The thing is, they’re miles away and they don’t really deal in bargain wines – except in their annual summer bin end sale, which is where I got this (normally a shade under £12, can’t remember what I paid). So it might be June before I go back, but you just try to stop me.

Say what?

As we speak I am sitting at the bar in Bocca di Lupo, drinking a fine Barbera d’Asti and perusing a desert menu I’m way too full to seriously consider. So, Sanguinaccio, then. “Sweet pate of pigs’ blood and chocolate”. I mean, wtf?

That is all.

Wine dining

An absurdly long break in posts. Blogs are like new friends – so long as you see each other all the time it’s very comfortable and you get along fine, but if the phone goes cold even for a short while it just feels a bit awkward to pick it up again. Next thing you know, you haven’t spoken in six months and you’re little more than strangers.

Anyway, I digress. I’m in the office. It’s a slow day. The bit of newspaper I’m responsible for filling has been filled instead by adverts, leaving me free to look at Twitter (another friendship gone cold) and make an awkward rapprochement with the Cellar Fella.

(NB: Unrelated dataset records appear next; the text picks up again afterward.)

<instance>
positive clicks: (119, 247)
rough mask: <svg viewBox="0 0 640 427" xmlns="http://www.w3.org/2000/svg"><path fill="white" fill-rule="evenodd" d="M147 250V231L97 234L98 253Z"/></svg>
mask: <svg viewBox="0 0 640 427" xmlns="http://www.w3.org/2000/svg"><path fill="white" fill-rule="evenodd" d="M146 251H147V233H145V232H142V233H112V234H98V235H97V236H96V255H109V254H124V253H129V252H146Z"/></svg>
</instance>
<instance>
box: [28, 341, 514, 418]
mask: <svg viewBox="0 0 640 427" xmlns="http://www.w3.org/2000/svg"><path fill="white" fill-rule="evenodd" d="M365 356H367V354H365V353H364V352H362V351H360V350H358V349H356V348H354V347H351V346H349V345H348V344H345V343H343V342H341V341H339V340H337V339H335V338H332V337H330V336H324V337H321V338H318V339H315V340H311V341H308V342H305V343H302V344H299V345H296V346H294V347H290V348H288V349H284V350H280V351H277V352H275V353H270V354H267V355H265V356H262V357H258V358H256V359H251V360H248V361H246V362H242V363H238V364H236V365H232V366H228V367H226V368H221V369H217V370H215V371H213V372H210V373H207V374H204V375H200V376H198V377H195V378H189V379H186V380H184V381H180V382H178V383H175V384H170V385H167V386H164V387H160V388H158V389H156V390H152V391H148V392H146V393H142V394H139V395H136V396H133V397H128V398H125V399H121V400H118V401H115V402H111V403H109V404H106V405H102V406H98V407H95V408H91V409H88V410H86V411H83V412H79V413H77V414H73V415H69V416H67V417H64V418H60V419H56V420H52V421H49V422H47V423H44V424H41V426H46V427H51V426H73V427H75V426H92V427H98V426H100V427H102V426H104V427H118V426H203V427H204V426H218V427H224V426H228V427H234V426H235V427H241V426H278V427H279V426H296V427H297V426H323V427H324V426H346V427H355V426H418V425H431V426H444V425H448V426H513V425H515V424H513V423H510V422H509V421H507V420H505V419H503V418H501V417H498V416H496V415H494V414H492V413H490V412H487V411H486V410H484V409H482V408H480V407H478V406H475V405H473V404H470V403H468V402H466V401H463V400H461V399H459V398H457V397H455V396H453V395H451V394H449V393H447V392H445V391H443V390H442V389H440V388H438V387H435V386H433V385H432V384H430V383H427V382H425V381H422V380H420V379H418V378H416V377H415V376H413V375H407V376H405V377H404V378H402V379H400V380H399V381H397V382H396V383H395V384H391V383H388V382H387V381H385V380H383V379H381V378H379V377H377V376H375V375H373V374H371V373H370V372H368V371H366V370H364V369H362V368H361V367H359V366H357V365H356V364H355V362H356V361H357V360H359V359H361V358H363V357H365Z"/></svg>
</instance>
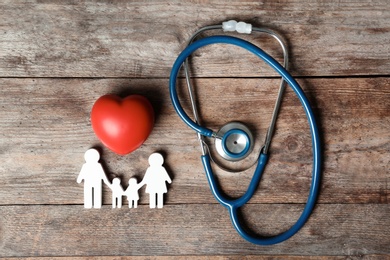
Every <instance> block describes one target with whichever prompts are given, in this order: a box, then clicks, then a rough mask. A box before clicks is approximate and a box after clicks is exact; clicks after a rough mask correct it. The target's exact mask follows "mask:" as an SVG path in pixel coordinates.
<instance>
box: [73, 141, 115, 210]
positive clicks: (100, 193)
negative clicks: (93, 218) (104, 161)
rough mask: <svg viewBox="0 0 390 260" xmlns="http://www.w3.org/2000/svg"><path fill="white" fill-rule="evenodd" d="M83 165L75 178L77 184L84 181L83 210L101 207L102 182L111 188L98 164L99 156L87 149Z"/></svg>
mask: <svg viewBox="0 0 390 260" xmlns="http://www.w3.org/2000/svg"><path fill="white" fill-rule="evenodd" d="M84 159H85V163H84V165H83V167H82V168H81V171H80V174H79V176H78V177H77V182H78V183H81V181H82V180H84V208H88V209H90V208H92V207H94V208H99V209H100V208H101V207H102V181H103V182H104V183H105V184H106V185H107V186H109V187H110V186H111V183H110V182H109V181H108V179H107V176H106V174H105V173H104V170H103V167H102V165H101V164H100V163H99V159H100V154H99V152H98V151H97V150H95V149H89V150H88V151H86V152H85V154H84Z"/></svg>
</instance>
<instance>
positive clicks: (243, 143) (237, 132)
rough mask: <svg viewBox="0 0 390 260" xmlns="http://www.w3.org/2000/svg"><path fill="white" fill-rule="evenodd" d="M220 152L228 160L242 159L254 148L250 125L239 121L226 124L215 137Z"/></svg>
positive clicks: (216, 148)
mask: <svg viewBox="0 0 390 260" xmlns="http://www.w3.org/2000/svg"><path fill="white" fill-rule="evenodd" d="M214 144H215V148H216V150H217V152H218V154H219V155H220V156H221V157H222V158H224V159H226V160H228V161H240V160H242V159H244V158H245V157H247V156H248V155H249V154H250V153H251V152H252V150H253V135H252V133H251V131H250V130H249V128H248V127H246V126H245V125H244V124H242V123H239V122H230V123H227V124H226V125H224V126H223V127H222V128H221V129H220V130H219V131H218V132H217V138H215V142H214Z"/></svg>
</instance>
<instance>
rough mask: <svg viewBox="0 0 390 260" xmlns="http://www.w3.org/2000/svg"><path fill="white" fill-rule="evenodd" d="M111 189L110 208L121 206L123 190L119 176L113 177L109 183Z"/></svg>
mask: <svg viewBox="0 0 390 260" xmlns="http://www.w3.org/2000/svg"><path fill="white" fill-rule="evenodd" d="M111 191H112V208H116V207H118V208H122V196H123V193H124V190H123V188H122V185H121V180H120V179H119V178H114V179H113V180H112V185H111Z"/></svg>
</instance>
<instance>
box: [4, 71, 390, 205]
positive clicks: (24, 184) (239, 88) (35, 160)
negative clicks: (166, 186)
mask: <svg viewBox="0 0 390 260" xmlns="http://www.w3.org/2000/svg"><path fill="white" fill-rule="evenodd" d="M300 81H301V85H302V86H303V87H304V88H305V89H306V93H307V95H308V96H309V97H310V98H311V102H312V103H313V104H314V109H315V111H316V114H317V115H318V119H319V123H320V128H321V129H322V131H321V132H322V138H323V153H324V164H323V177H322V191H321V195H320V198H319V201H320V202H321V203H388V202H389V196H390V195H389V194H390V192H389V189H388V184H387V183H388V182H389V178H390V176H389V171H388V169H389V159H390V158H389V156H388V152H389V150H390V143H389V139H390V113H389V111H390V108H389V103H388V100H389V98H390V91H389V88H388V85H389V80H388V79H387V78H377V79H375V80H372V79H310V80H300ZM0 84H1V85H2V86H4V88H2V89H1V90H0V103H1V104H2V106H3V109H5V110H4V111H6V113H4V114H3V117H2V119H1V120H0V128H1V141H2V142H1V151H2V153H1V154H0V159H1V161H2V164H1V166H0V169H1V172H2V174H3V178H1V180H0V186H1V187H2V189H1V190H0V197H1V198H3V199H2V201H1V202H0V203H1V204H3V205H12V204H81V203H82V200H83V198H82V196H81V194H82V185H78V184H77V183H76V182H75V180H76V178H77V174H78V173H79V171H80V169H81V165H82V164H83V163H84V159H83V154H84V152H85V151H86V150H87V149H88V148H90V147H101V145H100V144H99V142H98V140H97V139H96V137H95V136H94V133H93V131H92V128H91V125H90V121H89V113H90V109H91V107H92V105H93V102H94V101H95V100H96V99H97V98H98V97H99V96H101V95H103V94H105V93H116V94H124V93H125V94H126V95H127V94H129V93H134V94H144V95H146V96H147V97H149V99H150V100H151V101H152V103H153V105H154V106H155V110H156V114H157V119H156V124H155V128H154V130H153V132H152V134H151V136H150V137H149V139H148V140H147V141H146V143H145V144H144V145H143V146H142V147H141V148H140V149H138V150H137V151H136V152H134V153H131V154H129V155H127V156H118V155H115V154H113V153H112V152H110V151H108V150H106V149H104V148H101V151H102V159H101V161H102V162H103V164H104V166H105V168H106V171H107V172H108V174H109V178H110V179H111V180H112V179H113V178H114V177H120V178H121V179H122V181H123V182H122V183H123V185H124V186H125V187H126V186H127V181H128V179H129V178H130V177H132V176H136V177H137V178H138V179H139V180H140V179H141V178H142V177H143V175H144V172H145V170H146V168H147V166H148V163H147V158H148V156H149V154H151V153H152V152H154V151H160V152H162V153H163V154H164V155H165V157H166V165H167V167H169V168H168V170H169V172H170V173H171V175H172V177H173V179H174V182H173V184H172V185H171V192H170V193H169V198H168V200H167V203H168V204H170V203H173V204H181V203H214V198H213V197H212V196H211V193H210V192H209V190H208V185H207V181H206V179H205V177H204V173H203V167H202V165H201V162H200V158H199V156H200V152H199V148H198V143H197V140H196V135H195V134H194V133H193V132H192V130H190V129H189V128H188V127H187V126H186V125H185V124H184V123H183V122H181V120H180V119H179V118H178V116H177V115H176V113H175V112H174V111H173V107H172V106H171V104H170V101H169V93H168V88H167V80H165V79H161V80H160V79H155V80H112V79H110V80H105V79H100V80H95V79H62V80H60V79H55V80H51V79H3V80H1V81H0ZM196 84H197V86H198V89H199V91H198V96H199V102H202V103H201V104H202V106H201V107H202V109H201V111H200V113H201V114H202V118H203V119H204V123H205V124H207V125H209V126H210V127H212V128H213V129H218V127H220V126H221V125H223V124H224V123H226V122H229V121H232V120H240V121H243V122H246V123H247V124H248V125H249V126H250V127H251V128H252V129H253V130H254V132H255V135H256V138H257V144H256V148H255V149H259V148H260V147H261V145H262V144H263V140H264V137H265V133H266V127H267V126H268V122H269V119H270V114H271V112H272V106H273V99H274V96H275V95H276V91H277V85H278V81H277V80H273V79H268V80H264V79H263V80H259V79H235V80H231V79H199V80H197V82H196ZM54 85H55V87H53V86H54ZM211 85H213V87H210V86H211ZM214 86H215V87H214ZM350 86H355V87H356V88H355V89H351V88H350ZM42 90H44V91H42ZM221 91H222V93H229V94H227V95H221V94H220V93H221ZM236 92H237V93H241V94H240V95H239V96H237V94H235V93H236ZM245 93H248V95H246V94H245ZM250 93H252V94H250ZM183 99H184V100H183V101H184V102H183V103H184V104H188V102H186V98H185V97H183ZM212 100H215V101H214V102H212ZM327 100H332V101H331V102H327ZM225 107H226V108H225ZM216 108H218V109H216ZM227 109H230V110H232V111H238V112H239V113H236V114H227V113H226V112H225V111H226V110H227ZM270 151H271V158H270V162H269V164H268V166H267V169H266V171H265V173H264V177H263V180H262V183H261V185H260V189H259V192H258V194H257V195H256V196H255V197H254V198H253V200H252V201H251V202H252V203H304V202H305V201H306V197H307V194H308V189H309V185H310V179H311V167H312V153H311V138H310V135H309V131H308V125H307V122H306V119H305V115H304V111H303V109H302V108H300V107H299V102H298V101H297V98H296V97H295V95H294V94H293V93H292V91H290V90H288V91H287V92H286V94H285V100H284V102H283V104H282V109H281V113H280V116H279V120H278V125H277V130H276V134H275V137H274V140H273V144H272V146H271V150H270ZM254 156H256V155H255V154H254V155H253V156H252V157H251V158H249V159H248V160H246V162H244V164H251V163H252V161H253V160H254V159H255V157H254ZM216 171H217V173H218V175H219V177H220V181H221V184H222V187H224V190H225V191H226V193H228V194H230V195H231V196H238V195H240V194H242V193H243V192H245V190H246V187H247V185H248V183H249V180H250V178H251V176H252V171H253V169H250V170H248V171H245V172H244V173H240V174H229V173H224V172H223V171H219V170H218V169H216ZM110 193H111V192H110V190H109V189H106V190H105V195H106V196H105V197H106V198H105V203H111V194H110ZM141 203H148V199H147V198H146V197H145V196H143V198H141Z"/></svg>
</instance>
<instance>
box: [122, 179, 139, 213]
mask: <svg viewBox="0 0 390 260" xmlns="http://www.w3.org/2000/svg"><path fill="white" fill-rule="evenodd" d="M139 188H141V185H140V184H138V183H137V179H136V178H130V180H129V187H127V189H126V191H125V194H126V196H127V200H128V201H129V208H132V207H133V205H134V208H137V207H138V200H139V195H138V190H139Z"/></svg>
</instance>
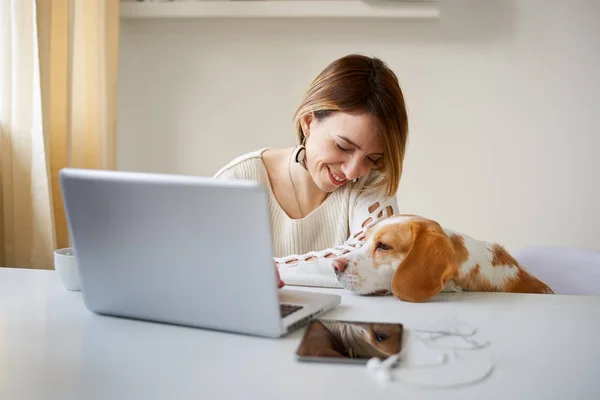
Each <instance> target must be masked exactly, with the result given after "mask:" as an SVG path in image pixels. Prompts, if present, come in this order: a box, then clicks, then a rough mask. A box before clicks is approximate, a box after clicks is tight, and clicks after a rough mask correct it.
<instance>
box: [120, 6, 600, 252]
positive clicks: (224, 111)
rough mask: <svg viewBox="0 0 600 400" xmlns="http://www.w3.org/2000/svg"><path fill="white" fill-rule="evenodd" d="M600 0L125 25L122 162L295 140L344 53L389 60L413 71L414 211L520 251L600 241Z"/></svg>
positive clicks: (129, 164)
mask: <svg viewBox="0 0 600 400" xmlns="http://www.w3.org/2000/svg"><path fill="white" fill-rule="evenodd" d="M599 16H600V2H597V1H595V0H588V1H584V0H577V1H575V0H562V1H557V0H514V1H494V2H488V1H481V0H471V1H444V2H442V17H441V19H440V20H439V21H401V20H397V21H387V22H384V21H335V20H329V21H323V20H287V21H283V20H245V21H235V22H234V21H231V20H225V21H223V20H171V21H168V20H143V21H142V20H136V21H122V26H121V56H120V57H121V58H120V63H121V67H120V78H119V79H120V84H119V85H120V86H119V106H118V107H119V123H118V141H117V142H118V167H119V168H120V169H123V170H136V171H137V170H139V171H158V172H169V173H171V172H172V173H185V174H201V175H212V174H213V173H214V172H215V171H216V170H217V169H218V168H219V167H220V166H222V165H223V164H225V163H226V162H228V161H229V160H230V159H232V158H233V157H235V156H237V155H239V154H241V153H243V152H246V151H250V150H253V149H257V148H260V147H263V146H284V145H290V144H292V143H293V127H292V116H293V113H294V110H295V107H296V106H297V104H298V102H299V101H300V98H301V95H302V93H303V91H304V90H305V89H306V87H307V85H308V84H309V83H310V81H311V80H312V78H313V77H314V76H315V75H316V74H317V73H318V72H319V71H320V70H321V69H322V68H323V67H324V66H325V65H326V64H327V63H329V62H330V61H332V60H333V59H335V58H337V57H339V56H342V55H344V54H347V53H350V52H361V53H366V54H371V55H377V56H379V57H381V58H382V59H384V60H385V61H386V62H388V64H389V65H390V66H391V67H392V68H393V69H394V71H395V72H396V73H397V75H398V76H399V78H400V80H401V84H402V87H403V90H404V93H405V96H406V100H407V103H408V108H409V115H410V139H409V147H408V153H407V158H406V164H405V172H404V176H403V179H402V182H401V186H400V191H399V193H398V199H399V203H400V208H401V211H403V212H411V213H418V214H421V215H424V216H427V217H430V218H434V219H437V220H438V221H439V222H440V223H442V225H444V226H447V227H452V228H454V229H458V230H461V231H463V232H465V233H467V234H469V235H471V236H474V237H477V238H480V239H487V240H493V241H498V242H500V243H503V244H505V245H506V246H507V247H508V248H509V250H512V249H516V248H518V247H522V246H527V245H535V244H557V245H568V246H576V247H585V248H592V249H598V250H600V213H599V212H598V208H599V207H600V183H599V182H600V179H599V177H598V175H599V174H598V172H599V171H600V158H599V157H598V156H597V153H598V151H600V117H599V114H600V43H599V39H600V23H598V17H599Z"/></svg>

So what was so important that it forced me to ignore this slight social chill and reignite our little relationship? The discovery, no less, of a new thing. OK, it’s not the most revelatory discovery, but it’s new to me. Chenin blanc has been one of those subjects that are just a bit too big. Like rosé, which I almost never drink and absolutely never buy because I just don’t know how, it’s been a bizarre, big gap in my vinous knowledge.

But then I went to a wine-tasting dinner (I’d call it a wine-drinking dinner, to be more precise. There weren’t that many wines tasted and they were served in such generous quantities, things swiftly got out of hand) at High Timber on Monday, a charity thing in aid of Cosmic. They didn’t really tell us what we were drinking most of the time, but it was all South African and a lot of it was excellent – a zappy sauvignon blanc, a delicious noble-rot boosted sweet. The restaurant is co-owned by Gary and Kathy Jordan of South African winery Jordan wines, who hosted the evening, so they presumably had a hand in the selections. But I really loved the chenin – The FMC, by Ken Forrester – which was as mouthwatering a white as I’ve had for a long while. Then again, it was by all accounts pretty much the best the country can muster. At about £17 a bottle it should be good, but damn, it was. More investigation required.

And it’s good to be back. More soon. And apologies for shamelessly stealing the photo from Jamie Goode’s blog.